Wimmer M D, Hettchen M, Ploeger M M, Hintermann B, Wirtz D C, Barg A
Klinik und Poliklinik für Orthopädie und Unfallchirurgie, Rheinische Friedrich-Wilhelms-Universität Bonn, Sigmund-Freud-Str. 25, 53127, Bonn, Deutschland.
Klinik für Orthopädie und Traumatologie des Bewegungsapparates, Kantonsspital Baselland, Liestal, Schweiz.
Oper Orthop Traumatol. 2017 Jun;29(3):207-219. doi: 10.1007/s00064-017-0492-x. Epub 2017 Apr 25.
To remove loosened prosthesis components, to perform augmentation, to address osseous defects, to perform neutrally aligned ankle arthrodesis, and to achieve postoperative pain relief.
Symptomatic, aseptic loosening of total ankle replacement (TAR) with/without substantial bone defect of the tibial and/or talar bone stock.
General surgical or anesthesiological risks, periprosthetic infection, local or systemic infection, nonmanageable soft tissue problems.

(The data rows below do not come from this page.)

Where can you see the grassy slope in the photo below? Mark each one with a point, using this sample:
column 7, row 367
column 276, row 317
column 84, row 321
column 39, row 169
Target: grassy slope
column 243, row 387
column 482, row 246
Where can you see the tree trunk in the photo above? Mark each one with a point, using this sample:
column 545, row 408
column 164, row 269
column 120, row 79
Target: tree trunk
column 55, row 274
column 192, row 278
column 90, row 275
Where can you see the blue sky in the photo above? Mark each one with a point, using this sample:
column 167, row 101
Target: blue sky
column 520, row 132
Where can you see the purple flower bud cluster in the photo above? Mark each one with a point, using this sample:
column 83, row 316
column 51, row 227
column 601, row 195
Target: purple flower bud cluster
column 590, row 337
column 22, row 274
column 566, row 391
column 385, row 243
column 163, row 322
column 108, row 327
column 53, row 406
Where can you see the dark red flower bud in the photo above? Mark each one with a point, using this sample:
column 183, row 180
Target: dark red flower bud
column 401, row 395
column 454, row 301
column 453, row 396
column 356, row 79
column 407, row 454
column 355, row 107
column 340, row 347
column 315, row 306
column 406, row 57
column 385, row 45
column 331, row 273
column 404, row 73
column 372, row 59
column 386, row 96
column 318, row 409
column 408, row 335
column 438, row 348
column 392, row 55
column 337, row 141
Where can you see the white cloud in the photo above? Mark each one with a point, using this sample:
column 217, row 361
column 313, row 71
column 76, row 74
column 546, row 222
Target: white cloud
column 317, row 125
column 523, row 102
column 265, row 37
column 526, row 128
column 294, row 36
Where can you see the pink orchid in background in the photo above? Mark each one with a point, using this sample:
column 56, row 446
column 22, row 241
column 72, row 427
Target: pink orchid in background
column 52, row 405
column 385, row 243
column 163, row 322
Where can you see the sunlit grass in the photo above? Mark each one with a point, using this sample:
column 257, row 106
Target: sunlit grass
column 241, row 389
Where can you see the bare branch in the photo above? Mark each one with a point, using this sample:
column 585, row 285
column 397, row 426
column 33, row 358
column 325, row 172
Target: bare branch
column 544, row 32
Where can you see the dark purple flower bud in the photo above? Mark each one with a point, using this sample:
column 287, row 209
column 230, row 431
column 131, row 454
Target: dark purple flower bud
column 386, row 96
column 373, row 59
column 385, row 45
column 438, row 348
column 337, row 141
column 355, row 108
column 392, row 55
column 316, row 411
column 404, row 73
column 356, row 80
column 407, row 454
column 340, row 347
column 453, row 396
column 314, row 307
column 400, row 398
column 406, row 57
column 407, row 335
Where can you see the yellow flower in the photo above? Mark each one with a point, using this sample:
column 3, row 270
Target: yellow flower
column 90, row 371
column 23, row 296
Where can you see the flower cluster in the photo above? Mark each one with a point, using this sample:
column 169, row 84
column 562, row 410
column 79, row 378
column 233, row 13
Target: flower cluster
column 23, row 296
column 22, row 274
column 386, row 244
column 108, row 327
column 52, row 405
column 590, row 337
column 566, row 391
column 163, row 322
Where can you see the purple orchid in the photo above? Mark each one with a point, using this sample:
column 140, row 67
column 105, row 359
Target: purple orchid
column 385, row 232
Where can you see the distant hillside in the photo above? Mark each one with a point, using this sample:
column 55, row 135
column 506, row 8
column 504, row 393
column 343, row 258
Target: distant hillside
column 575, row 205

Removal of both prosthesis components using the previous incision (mostly using anterior ankle approach). Careful debridement of bone stock at the tibial and talar side. Osseous augmentation of defects using autologous or homologous cancellous bone, if needed, using structural allografts.
A soft wound dressing is used. Thromboprophylaxis is recommended. Patient mobilization starts on postoperative day 1 with 15 kg partial weight bearing using a stabilizing walking boot or cast for 6-8 weeks. Following clinical and radiographic follow-up at 6 weeks, full weight bearing is initiated gradually after progressive osseous healing has been confirmed.
Between January 2007 and December 2012, ankle arthrodesis was performed in 9 patients with failed TAR (6 men and 3 women, mean age 56.4 ± 7.0 years, range 47.8-66.0 years). The mean time between the initial TAR and revision surgery was 4.5 ± 2.4 years (range 1.2-7.9 years). In one patient irrigation and debridement was performed due to superficial wound infection. Another patient had a delayed osseous healing 11 months after the revision surgery.
移除松动的假体部件,进行骨增量,处理骨缺损,进行中立位踝关节融合术,并实现术后疼痛缓解。
有症状的全踝关节置换(TAR)无菌性松动,伴有或不伴有胫骨和/或距骨骨量的大量骨缺损。
一般外科或麻醉风险、假体周围感染、局部或全身感染、无法处理的软组织问题。
使用先前的切口(大多采用踝关节前入路)移除两个假体部件。仔细清理胫骨和距骨侧的骨量。如有需要,使用自体或同种异体松质骨对缺损进行骨增量,必要时使用结构性同种异体骨移植。
使用柔软的伤口敷料。建议进行血栓预防。术后第1天开始让患者活动,使用稳定的步行靴或石膏进行15公斤部分负重,持续6 - 8周。在术后6周进行临床和影像学随访后,确认骨愈合进展后逐渐开始完全负重。
在2007年1月至2012年12月期间,对9例TAR失败的患者进行了踝关节融合术(6例男性和3例女性,平均年龄56.4 ± 7.0岁,范围47.8 - 66.0岁)。初次TAR与翻修手术之间的平均时间为4.5 ± 2.4年(范围1.2 - 7.9年)。1例患者因浅表伤口感染进行了冲洗和清创。另1例患者在翻修手术后11个月出现骨愈合延迟。